Home > News > The rocky relationship between Russia and the European Court of Human Rights
148 views 7 min 0 Comment

The rocky relationship between Russia and the European Court of Human Rights

- April 23, 2014
The European Court of Human Rights in Strasbourg, France. (Christian Lutz/AP).

Courtney Hillebrecht is an assistant professor of political science at the University of Nebraska-Lincoln and the author of “Domestic Politics and International Human Rights Tribunals: The Problem of Compliance” (Cambridge University Press 2014

Earlier this month, in Strasbourg, France, the Parliamentary Assembly of the Council of Europe voted to suspend Russia’s voting rights.  The Council of Europe is a regional organization that brings together 47 European member countries and consists of diplomatic, parliamentary and judicial institutions, most notably the European Court of Human Rights.  The suspension of Russia’s voting rights to the Parliamentary Assembly was the most recent — and perhaps most pointed — example of the discord between Strasbourg and Moscow, but it certainly wasn’t the first.  As Russia and the Council of Europe continue to navigate their uneasy partnership, human rights in Russia hang in the balance.
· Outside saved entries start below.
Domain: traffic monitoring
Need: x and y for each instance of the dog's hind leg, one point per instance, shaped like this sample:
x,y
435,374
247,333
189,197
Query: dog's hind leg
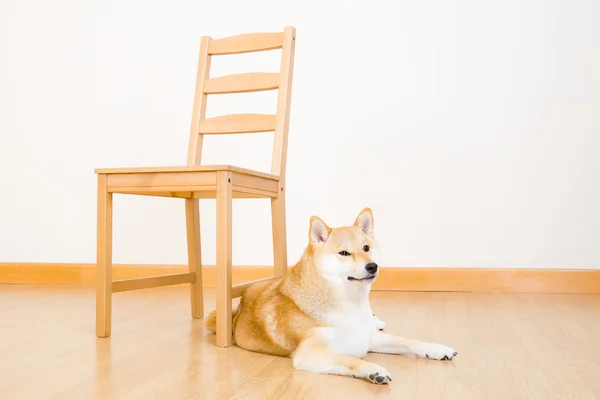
x,y
314,355
390,344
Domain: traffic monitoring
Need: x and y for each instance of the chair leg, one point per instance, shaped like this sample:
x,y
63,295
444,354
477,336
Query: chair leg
x,y
224,251
279,234
192,220
104,260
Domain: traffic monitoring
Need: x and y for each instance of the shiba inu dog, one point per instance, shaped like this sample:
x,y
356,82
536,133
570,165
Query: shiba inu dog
x,y
319,312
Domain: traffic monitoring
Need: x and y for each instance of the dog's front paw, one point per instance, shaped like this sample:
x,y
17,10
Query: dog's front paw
x,y
379,324
436,351
376,374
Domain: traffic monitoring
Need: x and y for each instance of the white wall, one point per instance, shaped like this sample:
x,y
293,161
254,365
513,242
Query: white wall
x,y
471,128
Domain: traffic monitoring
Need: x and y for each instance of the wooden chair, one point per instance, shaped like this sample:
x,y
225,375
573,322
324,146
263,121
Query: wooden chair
x,y
221,182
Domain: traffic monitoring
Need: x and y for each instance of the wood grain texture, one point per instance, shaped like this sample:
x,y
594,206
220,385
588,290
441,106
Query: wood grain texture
x,y
482,280
242,83
246,43
127,285
510,347
237,123
224,257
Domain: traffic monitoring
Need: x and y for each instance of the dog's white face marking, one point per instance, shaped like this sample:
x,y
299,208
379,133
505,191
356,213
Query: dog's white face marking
x,y
347,255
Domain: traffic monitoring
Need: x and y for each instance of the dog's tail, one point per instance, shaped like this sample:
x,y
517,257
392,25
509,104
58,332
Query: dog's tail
x,y
211,320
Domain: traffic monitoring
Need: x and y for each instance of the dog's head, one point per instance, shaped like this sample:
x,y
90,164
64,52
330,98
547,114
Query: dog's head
x,y
348,254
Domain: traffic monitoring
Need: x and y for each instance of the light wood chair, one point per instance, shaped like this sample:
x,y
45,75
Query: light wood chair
x,y
221,182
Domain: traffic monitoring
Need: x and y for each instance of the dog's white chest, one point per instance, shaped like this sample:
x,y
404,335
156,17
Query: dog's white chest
x,y
351,334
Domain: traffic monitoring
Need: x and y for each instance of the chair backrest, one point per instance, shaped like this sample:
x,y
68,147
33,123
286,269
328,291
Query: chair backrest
x,y
242,83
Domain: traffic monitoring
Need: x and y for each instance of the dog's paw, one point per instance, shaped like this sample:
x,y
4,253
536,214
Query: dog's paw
x,y
376,374
379,324
436,351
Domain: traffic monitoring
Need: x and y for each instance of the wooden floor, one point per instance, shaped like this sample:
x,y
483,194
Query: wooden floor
x,y
510,347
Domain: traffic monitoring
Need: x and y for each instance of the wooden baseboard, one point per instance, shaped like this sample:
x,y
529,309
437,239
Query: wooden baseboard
x,y
401,279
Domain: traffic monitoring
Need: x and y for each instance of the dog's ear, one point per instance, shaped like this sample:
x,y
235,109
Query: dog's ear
x,y
319,231
365,222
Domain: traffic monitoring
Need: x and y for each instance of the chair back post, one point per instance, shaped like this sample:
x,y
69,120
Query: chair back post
x,y
285,40
280,141
199,107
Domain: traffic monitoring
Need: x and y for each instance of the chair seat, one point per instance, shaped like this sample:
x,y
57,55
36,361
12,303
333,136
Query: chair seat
x,y
196,182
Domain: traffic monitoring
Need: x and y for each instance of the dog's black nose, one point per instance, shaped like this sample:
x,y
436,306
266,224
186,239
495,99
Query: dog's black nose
x,y
371,268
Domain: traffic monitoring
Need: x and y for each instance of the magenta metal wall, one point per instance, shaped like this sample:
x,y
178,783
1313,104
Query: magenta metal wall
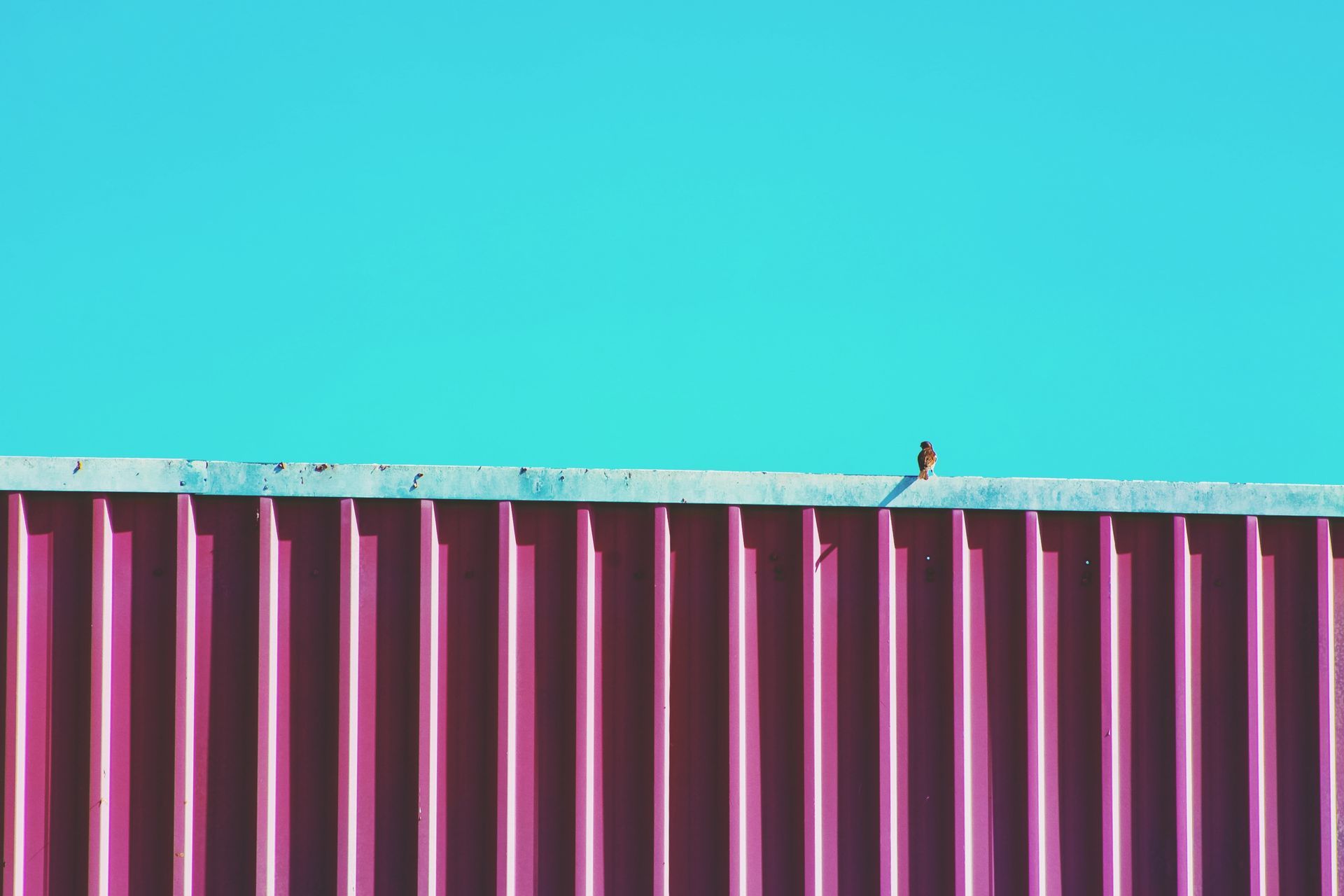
x,y
223,695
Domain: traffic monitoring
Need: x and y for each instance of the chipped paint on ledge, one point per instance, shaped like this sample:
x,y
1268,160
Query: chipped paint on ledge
x,y
659,486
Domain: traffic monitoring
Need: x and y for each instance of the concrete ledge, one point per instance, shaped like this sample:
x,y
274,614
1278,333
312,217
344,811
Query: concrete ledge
x,y
660,486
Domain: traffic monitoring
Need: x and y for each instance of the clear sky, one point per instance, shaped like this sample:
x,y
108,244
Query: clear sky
x,y
1058,241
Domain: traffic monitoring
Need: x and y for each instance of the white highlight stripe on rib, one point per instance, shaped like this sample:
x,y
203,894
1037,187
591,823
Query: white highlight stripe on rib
x,y
1113,597
511,801
190,700
818,806
104,523
272,694
1262,805
353,719
590,703
1329,641
967,741
20,697
894,715
742,711
1190,719
1040,587
667,703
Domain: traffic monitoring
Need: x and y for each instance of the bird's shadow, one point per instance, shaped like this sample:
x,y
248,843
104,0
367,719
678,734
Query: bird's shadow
x,y
906,481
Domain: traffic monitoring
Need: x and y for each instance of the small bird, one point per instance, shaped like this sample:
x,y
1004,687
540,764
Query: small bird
x,y
927,457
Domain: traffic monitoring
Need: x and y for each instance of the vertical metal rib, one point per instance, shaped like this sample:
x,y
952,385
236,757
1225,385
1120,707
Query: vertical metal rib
x,y
971,716
429,771
588,692
662,701
268,694
894,708
820,715
1042,718
17,706
1189,830
743,720
185,711
100,700
1328,724
1261,719
347,816
517,846
1116,678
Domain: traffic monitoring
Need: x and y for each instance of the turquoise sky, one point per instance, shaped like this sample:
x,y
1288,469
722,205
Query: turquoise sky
x,y
1057,241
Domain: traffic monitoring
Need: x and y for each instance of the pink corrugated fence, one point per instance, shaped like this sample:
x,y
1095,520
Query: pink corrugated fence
x,y
225,695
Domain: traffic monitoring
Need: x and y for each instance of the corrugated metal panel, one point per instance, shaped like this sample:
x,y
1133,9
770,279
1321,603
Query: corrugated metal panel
x,y
390,696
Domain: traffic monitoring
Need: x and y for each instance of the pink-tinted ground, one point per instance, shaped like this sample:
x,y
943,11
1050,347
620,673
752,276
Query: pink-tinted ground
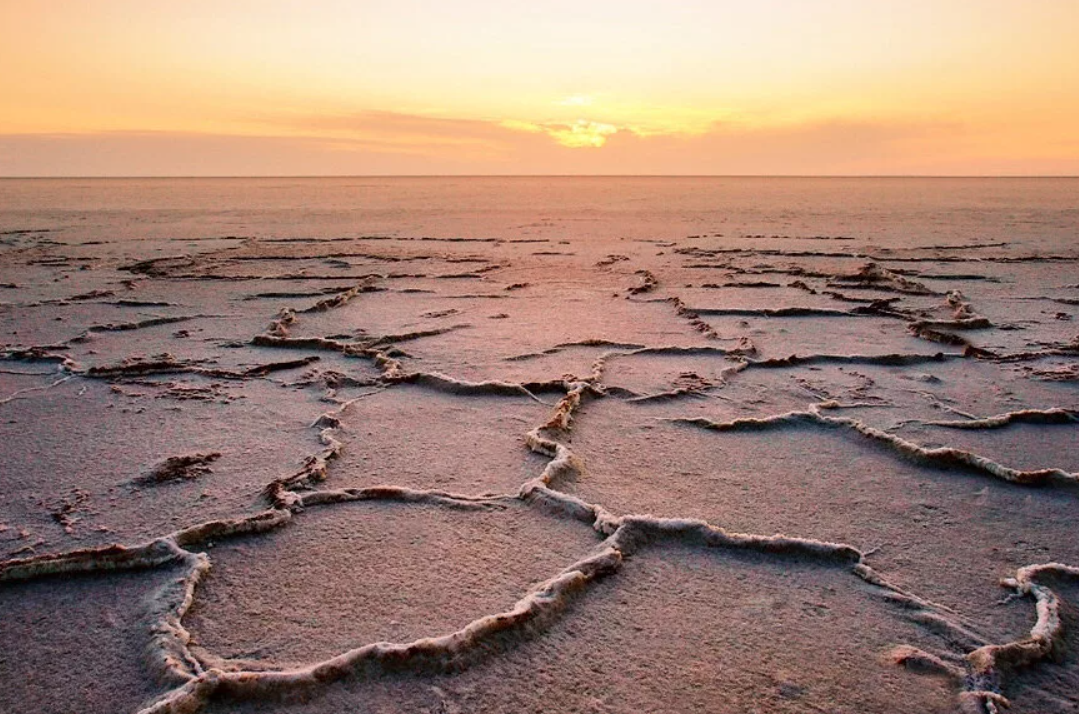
x,y
546,452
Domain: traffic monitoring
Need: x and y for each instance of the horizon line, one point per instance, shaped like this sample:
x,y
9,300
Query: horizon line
x,y
442,176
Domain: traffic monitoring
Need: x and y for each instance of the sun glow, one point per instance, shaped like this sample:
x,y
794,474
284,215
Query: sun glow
x,y
954,86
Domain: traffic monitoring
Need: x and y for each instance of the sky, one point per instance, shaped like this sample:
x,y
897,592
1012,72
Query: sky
x,y
284,87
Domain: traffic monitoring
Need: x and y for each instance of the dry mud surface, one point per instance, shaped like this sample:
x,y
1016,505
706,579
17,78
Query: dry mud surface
x,y
526,469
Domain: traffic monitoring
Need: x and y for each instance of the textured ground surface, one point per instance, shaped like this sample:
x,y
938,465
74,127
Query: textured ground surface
x,y
568,458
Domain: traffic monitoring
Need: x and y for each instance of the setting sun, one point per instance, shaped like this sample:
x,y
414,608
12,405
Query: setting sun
x,y
957,86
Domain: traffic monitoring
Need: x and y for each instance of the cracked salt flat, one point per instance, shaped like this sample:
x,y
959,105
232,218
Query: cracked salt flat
x,y
927,534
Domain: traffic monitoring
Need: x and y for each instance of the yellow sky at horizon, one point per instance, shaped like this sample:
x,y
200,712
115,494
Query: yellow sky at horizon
x,y
494,85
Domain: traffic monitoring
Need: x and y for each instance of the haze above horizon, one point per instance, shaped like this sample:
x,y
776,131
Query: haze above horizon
x,y
953,87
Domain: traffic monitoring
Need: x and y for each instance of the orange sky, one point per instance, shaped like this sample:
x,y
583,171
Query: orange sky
x,y
584,86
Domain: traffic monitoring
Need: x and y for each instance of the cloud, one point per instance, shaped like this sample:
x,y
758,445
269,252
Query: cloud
x,y
381,142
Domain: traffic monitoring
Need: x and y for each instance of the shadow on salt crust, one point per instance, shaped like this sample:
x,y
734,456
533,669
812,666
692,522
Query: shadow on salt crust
x,y
947,534
684,630
77,643
342,577
425,439
99,440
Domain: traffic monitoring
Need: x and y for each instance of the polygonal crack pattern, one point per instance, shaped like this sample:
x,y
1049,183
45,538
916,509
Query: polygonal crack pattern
x,y
485,475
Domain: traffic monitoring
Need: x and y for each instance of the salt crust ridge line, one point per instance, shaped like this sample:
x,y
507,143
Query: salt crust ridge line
x,y
943,456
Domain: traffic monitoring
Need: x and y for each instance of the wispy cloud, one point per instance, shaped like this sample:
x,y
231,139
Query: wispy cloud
x,y
382,142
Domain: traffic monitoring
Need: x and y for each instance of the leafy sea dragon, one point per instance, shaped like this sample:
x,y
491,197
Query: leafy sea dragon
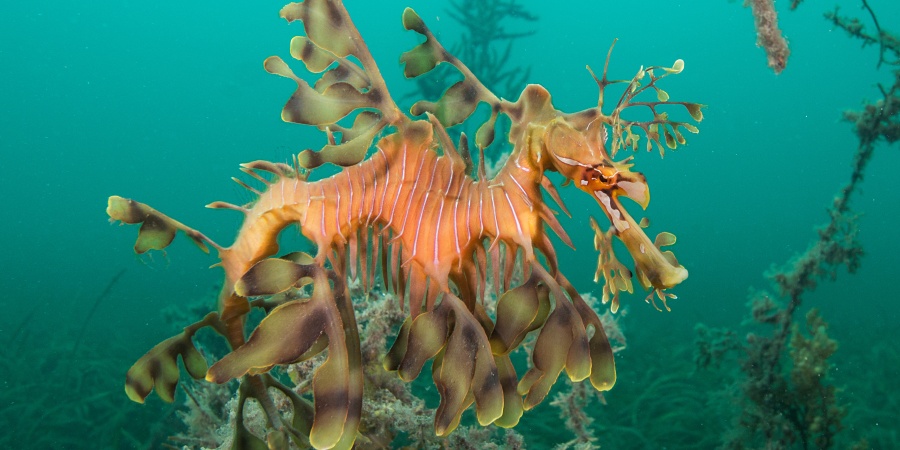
x,y
440,232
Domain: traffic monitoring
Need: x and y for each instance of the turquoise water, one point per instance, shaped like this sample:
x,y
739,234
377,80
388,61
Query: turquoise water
x,y
161,101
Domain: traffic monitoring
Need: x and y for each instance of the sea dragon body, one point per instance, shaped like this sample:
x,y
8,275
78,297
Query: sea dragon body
x,y
415,208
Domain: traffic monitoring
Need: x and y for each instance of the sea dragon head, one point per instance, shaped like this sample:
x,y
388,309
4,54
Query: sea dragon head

Russia’s relationship with the Council of Europe and the European Court of Human Rights has always been thorny.  This month’s battle between the Council of Europe and Russia, however, has the potential to encourage Moscow to permanently part ways with Strasbourg.  Doing so would have significant ramifications.  The European Court of Human Rights, its allies in Western Europe and the Russian citizens who rely on the court to air their grievances and have their abuses documented would lose a powerful tool for pressuring Russia for human rights reform.
Over the past two decades, Russia has repeatedly alleged that the court and the political institutions that support it have an anti-Russian bias.  Meanwhile, the court blames Russia for bogging it down with the disastrously high number of repeat petitions and cases that Russian citizens bring to Strasbourg each year.  And no wonder: the court currently is dealing with over 20,000 petitions against Russia alone.
Neither Russia’s large population nor its level of human rights abuses, however, neatly maps onto the number of petitions or cases brought to the European Court of Human Rights.  Instead, as I argue in my recent book,  to understand the flood of Russian petitions at the court, as well as the rocky relationship between Moscow and Strasbourg, we must consider Russia’s pattern of compliance with the court’s rulings.
After the European Court of Human Rights hands down adverse judgments the Council of Europe’s Committee of Ministers typically asks states to engage in four types of reparations: financial compensation to the victims; symbolic measures (e.g., apologies and memorializing victims); retrials and holding perpetrators to account; and general measures that change states’ human rights policies and procedures.  Countries with few or weak democratic institutions and a general suspicion of the European Court of Human Rights — countries, such as Russia — tend to engage in what I term à la carte compliance.  They pick and choose among the different components of a ruling, complying with the low-hanging fruit and disregarding the rest.
Russia has, in fact, done comparatively well with respect to financial reparations, paying over 11 million euros in compensation to victims in 2012 and 2013.  Similarly, Russian courts, up to and including the Supreme Court, have been working to take the European Court of Human Rights’s jurisprudence into account in their own rulings.  Russia’s emphasis on financial reparations and attention to the court’s jurisprudence has provided some recourse for individual victims, as well as a larger impetus for human rights reform.
Of course, Russia’s compliance is far from perfect, particularly with respect to general measures.  Compliance with these measures is difficult, both politically and logistically, because they often entail engaging multiple domestic actors, such as judges, legislators/parliamentarians, civil society actors and executives.  Moreover, compliance with these general measures requires countries to cede some of their human rights policymaking authority.  The implications of noncompliance with general measures, however, are manifold.  Victims — and potential victims — will not be afforded remedy for the violations they suffer, nor will they enjoy changes in states’ practices and policies that could better protect human rights.  For the court, noncompliance means that it sees a deluge of petitions alleging the same abuses, time and again, as it has with Russia.
Even though Russia’s compliance record with respect to general measures has been subpar, Russian and Western human rights activists, as well as the Council of Europe, have welcomed Moscow’s payment of compensation to victims and its efforts to clarify the role of the European Court of Human Rights’s jurisprudence in its domestic legal system.  Now, though, that progress is at risk of being overturned.  In light of their recent suspension from voting in the Parliamentary Assembly and the inter-state case brought against them by Ukraine, the Russian delegation to the Council of Europe has made a very credible threat to withdraw from the court.
Russia’s potential withdrawal from the Council of European and the European Court of Human Rights means that Russian citizens will lose an avenue for agitating for their rights, a forum for documenting human rights abuse, and a lever that can at least force conversations about human rights into the public sphere.  The European Court of Human Rights and the Western European democracies that support it will similarly lose an important tool for pressuring Russia for human rights policy change.  It is incumbent upon the Council of Europe to find a balance between censuring Russia and keeping it within the ranks of the council and most importantly, the court.